Red Dwarf stars are smaller than our sun. And since they are smaller, they also have less mass. Because of their small size, these stars burn their fuel very slowly, which allows them to live a very long time. This also causes these stars to not shine as brightly as others. Some red dwarf stars will live trillions of years before they run out of fuel.

Because red dwarf stars only burn a little bit of fuel at a time, they are not very hot compared to other stars. Think of a fire. The coolest part of the fire is at the top of the flame where it glows red, the hotter part in the middle glows yellow, and the hottest part near the fuel glows blue. Stars work the same way. Their temperature determines what color they are. Thus, we can determine how hot a star is just by its color.

Like the Sun, these medium-sized stars are yellow because they have a medium temperature. Their higher temperature causes them to burn their fuel faster. This means they will not live as long, only about 10 billion years or so. Near the end of their lives these medium-sized stars swell up, becoming very large. When this happens to the Sun, it will grow large enough to engulf even the Earth. Eventually they shrink again, leaving behind most of their gas. This gas forms a beautiful cloud around the star called a Planetary Nebula.
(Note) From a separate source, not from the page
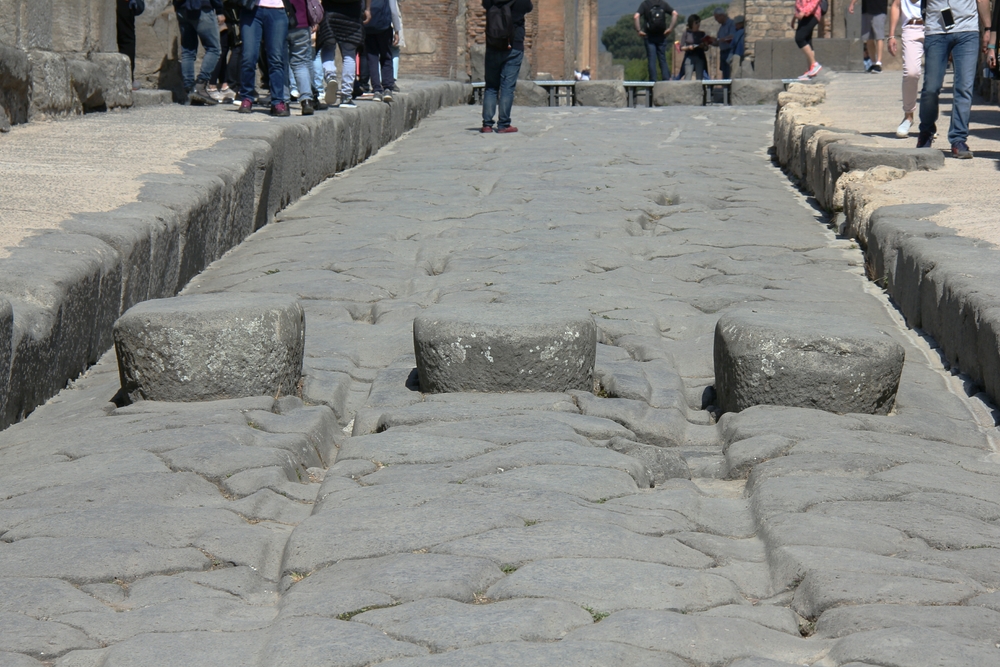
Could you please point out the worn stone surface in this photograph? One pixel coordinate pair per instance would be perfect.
(504, 347)
(800, 360)
(206, 347)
Blue stars are large and compact, this causes them to burn their fuel quickly which in turn makes their temperature very hot. These stars often run out of fuel in only 10,000 - 100,000 years.

A blue giant is extremely bright. Like a lighthouse, they shine across a great distance. Even though blue giant stars are rare, they make up many of the stars we see at night because they shine so brightly.

Blue giant stars die in a spectacular way. They grow larger just like the sun-sized stars, but then instead of shrinking and forming a planetary nebula, they explode in what is called a supernova. Supernova explosions can be brighter than an entire galaxy, and can be seen from very far away.

As a sun-sized star gets old, it starts to run out of its hydrogen fuel. When the process of burning hydrogen in the star's core begins to slow down, the core gets more compact and dense. This means all the stuff in the middle of the star gets really close together. As the center gets smaller and smaller it starts to heat up again. When it gets hot enough it will start to burn a new fuel called helium.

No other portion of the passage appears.